I have a csv file. It contains several duplicate columns. I am trying to remove these duplicates using Java. I found Apache Common csv library, some people use it to remove duplicate rows. How can I use it to remove or skip duplicate columns?

For example: my csv header is:

ID Name Email Email

So far my code is:

Reader reader = Files.newBufferedReader(Paths.get("user.csv"));
 
            // read csv file
            Iterable<CSVRecord> records = CSVFormat.DEFAULT.withFirstRecordAsHeader()
                    .withIgnoreHeaderCase()
                    .withTrim()
                    .parse(reader);
        
            for (CSVRecord record : records) {
                System.out.println("Record #: " + record.getRecordNumber());
                System.out.println("ID: " + record.get("ID"));
                System.out.println("Name: " + record.get("Name"));
                System.out.println("Email: " + record.get("Email"));
                
            }
        
            // close the reader
            reader.close();

Solution

Your code is close to what you need - you just need to use CSVPrinter to write out your data to a new file.

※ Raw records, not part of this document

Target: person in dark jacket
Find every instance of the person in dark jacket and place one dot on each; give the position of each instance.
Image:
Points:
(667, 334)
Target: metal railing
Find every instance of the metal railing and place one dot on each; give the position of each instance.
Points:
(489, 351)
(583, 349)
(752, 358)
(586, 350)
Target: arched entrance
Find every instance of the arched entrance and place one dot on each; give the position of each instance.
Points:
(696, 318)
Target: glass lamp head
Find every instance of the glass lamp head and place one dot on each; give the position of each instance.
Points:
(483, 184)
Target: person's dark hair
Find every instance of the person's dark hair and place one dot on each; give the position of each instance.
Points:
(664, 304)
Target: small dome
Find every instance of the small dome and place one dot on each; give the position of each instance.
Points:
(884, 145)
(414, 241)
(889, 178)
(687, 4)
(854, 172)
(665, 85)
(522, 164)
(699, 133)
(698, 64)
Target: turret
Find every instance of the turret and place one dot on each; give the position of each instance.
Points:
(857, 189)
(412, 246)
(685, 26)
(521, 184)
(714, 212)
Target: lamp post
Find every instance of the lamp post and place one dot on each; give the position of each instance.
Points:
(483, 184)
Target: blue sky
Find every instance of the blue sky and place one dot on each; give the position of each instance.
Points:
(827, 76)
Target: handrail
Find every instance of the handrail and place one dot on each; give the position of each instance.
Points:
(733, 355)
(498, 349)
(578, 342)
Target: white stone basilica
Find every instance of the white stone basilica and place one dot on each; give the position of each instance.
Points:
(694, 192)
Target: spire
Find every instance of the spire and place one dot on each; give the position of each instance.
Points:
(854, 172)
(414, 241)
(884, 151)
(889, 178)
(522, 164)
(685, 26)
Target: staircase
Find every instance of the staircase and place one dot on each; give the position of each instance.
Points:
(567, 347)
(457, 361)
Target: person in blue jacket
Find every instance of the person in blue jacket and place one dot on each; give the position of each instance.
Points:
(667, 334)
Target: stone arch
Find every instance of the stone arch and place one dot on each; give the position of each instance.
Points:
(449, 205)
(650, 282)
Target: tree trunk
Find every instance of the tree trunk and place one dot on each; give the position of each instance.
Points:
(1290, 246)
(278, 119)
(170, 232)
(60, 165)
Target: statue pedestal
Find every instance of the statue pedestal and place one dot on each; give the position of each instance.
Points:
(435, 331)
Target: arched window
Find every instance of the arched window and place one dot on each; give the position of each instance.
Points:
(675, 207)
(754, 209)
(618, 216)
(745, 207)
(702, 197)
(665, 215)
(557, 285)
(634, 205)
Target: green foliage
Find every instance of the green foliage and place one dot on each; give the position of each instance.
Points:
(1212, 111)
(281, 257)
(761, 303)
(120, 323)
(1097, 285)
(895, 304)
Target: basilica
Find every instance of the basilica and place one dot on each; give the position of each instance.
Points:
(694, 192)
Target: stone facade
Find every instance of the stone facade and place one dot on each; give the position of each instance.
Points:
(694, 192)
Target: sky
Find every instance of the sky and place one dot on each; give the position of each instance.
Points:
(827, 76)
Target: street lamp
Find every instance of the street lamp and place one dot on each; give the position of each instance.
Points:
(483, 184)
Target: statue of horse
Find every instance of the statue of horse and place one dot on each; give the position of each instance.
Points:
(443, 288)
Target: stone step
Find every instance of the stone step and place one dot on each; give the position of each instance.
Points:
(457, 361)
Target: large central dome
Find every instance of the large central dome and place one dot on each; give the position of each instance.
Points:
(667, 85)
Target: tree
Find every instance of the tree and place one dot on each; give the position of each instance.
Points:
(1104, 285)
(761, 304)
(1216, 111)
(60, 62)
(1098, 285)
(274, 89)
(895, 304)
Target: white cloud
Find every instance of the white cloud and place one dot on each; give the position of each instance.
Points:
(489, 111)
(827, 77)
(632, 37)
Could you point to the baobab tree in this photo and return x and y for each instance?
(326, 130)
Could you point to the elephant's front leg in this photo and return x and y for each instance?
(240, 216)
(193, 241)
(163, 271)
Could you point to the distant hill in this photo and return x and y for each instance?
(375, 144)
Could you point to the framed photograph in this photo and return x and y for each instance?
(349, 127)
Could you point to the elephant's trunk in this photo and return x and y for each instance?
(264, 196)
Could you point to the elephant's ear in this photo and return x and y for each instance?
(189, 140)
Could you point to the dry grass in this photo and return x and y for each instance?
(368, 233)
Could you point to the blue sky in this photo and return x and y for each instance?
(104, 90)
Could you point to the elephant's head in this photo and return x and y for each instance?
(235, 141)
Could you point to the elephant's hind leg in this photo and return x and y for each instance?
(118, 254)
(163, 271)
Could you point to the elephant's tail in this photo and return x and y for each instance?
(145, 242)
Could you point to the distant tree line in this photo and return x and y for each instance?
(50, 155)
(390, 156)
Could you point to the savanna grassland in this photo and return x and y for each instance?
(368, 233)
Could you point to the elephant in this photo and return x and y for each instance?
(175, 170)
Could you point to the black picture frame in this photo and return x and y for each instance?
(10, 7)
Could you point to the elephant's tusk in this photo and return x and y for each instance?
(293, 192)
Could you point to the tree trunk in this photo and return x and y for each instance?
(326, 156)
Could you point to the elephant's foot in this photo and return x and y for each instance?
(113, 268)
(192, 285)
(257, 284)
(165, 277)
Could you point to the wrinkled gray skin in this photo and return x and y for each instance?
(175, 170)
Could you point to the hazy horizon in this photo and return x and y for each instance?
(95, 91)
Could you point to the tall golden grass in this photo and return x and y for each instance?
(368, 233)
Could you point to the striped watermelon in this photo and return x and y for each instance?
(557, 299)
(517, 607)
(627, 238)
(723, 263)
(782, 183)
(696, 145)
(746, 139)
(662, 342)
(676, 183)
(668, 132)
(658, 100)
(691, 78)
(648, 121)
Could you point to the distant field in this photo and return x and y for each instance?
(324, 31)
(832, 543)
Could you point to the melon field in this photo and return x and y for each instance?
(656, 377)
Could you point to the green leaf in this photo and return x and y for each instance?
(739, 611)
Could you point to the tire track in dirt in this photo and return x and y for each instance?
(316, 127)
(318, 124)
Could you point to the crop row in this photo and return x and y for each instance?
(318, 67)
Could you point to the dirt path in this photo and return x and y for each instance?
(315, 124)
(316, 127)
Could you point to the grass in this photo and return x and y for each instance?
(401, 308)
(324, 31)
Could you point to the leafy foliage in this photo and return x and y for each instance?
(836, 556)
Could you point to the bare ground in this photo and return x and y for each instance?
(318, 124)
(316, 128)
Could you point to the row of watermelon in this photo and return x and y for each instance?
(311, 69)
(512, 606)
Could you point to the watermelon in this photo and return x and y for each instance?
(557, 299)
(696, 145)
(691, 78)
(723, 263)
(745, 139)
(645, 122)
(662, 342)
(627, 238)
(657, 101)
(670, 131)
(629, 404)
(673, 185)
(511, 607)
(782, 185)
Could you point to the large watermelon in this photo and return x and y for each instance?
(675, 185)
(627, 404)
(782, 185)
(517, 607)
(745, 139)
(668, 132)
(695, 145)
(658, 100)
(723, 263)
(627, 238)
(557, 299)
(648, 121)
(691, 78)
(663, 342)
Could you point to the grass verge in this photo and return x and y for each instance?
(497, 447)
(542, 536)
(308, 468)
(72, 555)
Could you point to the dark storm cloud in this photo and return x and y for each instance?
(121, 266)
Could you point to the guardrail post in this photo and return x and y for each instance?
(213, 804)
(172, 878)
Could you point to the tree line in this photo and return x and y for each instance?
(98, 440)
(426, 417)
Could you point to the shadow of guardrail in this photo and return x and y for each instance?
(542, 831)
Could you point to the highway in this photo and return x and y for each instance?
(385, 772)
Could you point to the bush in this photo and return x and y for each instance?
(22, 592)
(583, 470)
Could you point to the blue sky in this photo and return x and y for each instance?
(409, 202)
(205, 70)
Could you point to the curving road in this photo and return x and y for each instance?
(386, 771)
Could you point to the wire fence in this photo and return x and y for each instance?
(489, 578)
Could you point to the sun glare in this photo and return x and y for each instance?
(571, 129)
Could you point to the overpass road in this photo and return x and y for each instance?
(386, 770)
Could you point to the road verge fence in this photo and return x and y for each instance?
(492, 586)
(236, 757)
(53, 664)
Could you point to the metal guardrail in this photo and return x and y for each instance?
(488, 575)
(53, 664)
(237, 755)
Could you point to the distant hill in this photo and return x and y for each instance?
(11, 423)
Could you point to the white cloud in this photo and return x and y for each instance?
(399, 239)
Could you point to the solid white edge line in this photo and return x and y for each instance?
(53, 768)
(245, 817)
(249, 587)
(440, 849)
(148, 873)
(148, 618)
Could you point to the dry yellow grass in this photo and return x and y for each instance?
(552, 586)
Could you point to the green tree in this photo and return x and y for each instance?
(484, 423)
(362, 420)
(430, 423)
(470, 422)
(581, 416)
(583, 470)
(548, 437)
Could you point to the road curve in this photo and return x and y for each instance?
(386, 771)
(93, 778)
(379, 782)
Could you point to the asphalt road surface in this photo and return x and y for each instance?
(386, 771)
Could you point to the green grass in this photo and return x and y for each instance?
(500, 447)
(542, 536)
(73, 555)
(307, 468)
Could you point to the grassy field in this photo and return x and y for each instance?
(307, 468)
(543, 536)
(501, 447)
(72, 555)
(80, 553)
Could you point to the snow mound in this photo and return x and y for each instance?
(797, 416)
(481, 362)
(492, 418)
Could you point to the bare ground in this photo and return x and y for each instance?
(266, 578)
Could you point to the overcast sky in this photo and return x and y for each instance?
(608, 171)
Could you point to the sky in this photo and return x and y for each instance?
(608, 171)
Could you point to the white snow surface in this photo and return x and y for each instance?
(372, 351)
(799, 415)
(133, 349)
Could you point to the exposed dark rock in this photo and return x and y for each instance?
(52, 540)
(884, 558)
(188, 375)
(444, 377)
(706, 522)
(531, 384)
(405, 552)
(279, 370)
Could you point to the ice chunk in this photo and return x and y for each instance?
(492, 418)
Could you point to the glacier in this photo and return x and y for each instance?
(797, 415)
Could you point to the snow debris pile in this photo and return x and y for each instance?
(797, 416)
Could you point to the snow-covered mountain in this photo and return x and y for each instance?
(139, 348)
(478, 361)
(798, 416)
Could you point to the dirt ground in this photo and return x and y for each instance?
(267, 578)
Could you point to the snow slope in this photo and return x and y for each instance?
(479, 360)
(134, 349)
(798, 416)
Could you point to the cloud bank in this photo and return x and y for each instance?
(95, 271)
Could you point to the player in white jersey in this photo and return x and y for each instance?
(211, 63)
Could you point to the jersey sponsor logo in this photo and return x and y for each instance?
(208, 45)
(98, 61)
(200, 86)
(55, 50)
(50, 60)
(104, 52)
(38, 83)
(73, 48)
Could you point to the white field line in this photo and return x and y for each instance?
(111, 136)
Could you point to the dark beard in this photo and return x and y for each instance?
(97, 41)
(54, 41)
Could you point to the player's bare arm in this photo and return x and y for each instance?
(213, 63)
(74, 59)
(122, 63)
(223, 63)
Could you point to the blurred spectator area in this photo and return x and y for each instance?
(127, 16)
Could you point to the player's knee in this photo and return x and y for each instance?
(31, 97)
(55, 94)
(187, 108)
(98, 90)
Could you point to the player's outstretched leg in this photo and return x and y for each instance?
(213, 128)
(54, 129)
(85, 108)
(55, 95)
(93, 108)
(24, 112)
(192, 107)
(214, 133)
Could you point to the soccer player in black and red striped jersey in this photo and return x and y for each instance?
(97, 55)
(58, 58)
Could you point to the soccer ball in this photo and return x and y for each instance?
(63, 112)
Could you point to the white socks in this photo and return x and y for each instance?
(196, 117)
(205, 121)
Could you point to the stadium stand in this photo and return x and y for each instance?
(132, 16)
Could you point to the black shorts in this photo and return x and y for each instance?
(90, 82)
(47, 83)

import java.io.IOException;
import java.io.Reader;
import java.io.Writer;
import java.nio.charset.StandardCharsets;
import java.nio.file.Files;
import java.nio.file.Paths;
import java.nio.file.StandardOpenOption;
import org.apache.commons.csv.CSVFormat;
import org.apache.commons.csv.CSVPrinter;
import org.apache.commons.csv.CSVRecord;

public class App {

    public static void main(String[] args) throws IOException {

        try (final Reader reader = Files.newBufferedReader(Paths.get("source.csv"),
                StandardCharsets.UTF_8)) {

            final Writer writer = Files.newBufferedWriter(Paths.get("target.csv"),
                    StandardCharsets.UTF_8,
                    StandardOpenOption.CREATE); // overwrites existing output file

            try (final CSVPrinter printer = CSVFormat.DEFAULT
                    .withHeader("ID", "Name", "Email")
                    .print(writer)) {
                
                // read each input file record:
                Iterable<CSVRecord> records = CSVFormat.DEFAULT
                        .withFirstRecordAsHeader()
                        .withIgnoreHeaderCase()
                        .withTrim()
                        .parse(reader);
                
                // write each output file record
                for (CSVRecord record : records) {
                    printer.print(record.get("ID"));
                    printer.print(record.get("Name"));
                    printer.print(record.get("Email"));
                    printer.println();
                }
            }
        }
    }
}

This transforms the following source file:

ID,Name,Email,Email
1,Albert,foo@bar.com,foo@bar.com
2,Brian,baz@bat.com,baz@bat.com

To this target file:

ID,Name,Email
1,Albert,foo@bar.com
2,Brian,baz@bat.com

Some points to note:

I was wrong in my comment. You do not need to use column indexes - you can use headings (as I do above) in your specific case.
Whenever reading and writing a file, it is recommended to provide the character encoding. In my case, I use UTF-8. (This assumes the original file was created as a URF-8 file, of course - or is compatible with that encoding.)
When opening the reader and the writer I use "try-with-resources" statements. These mean I do not have to explicitly close the file resources - Java takes care of that for me.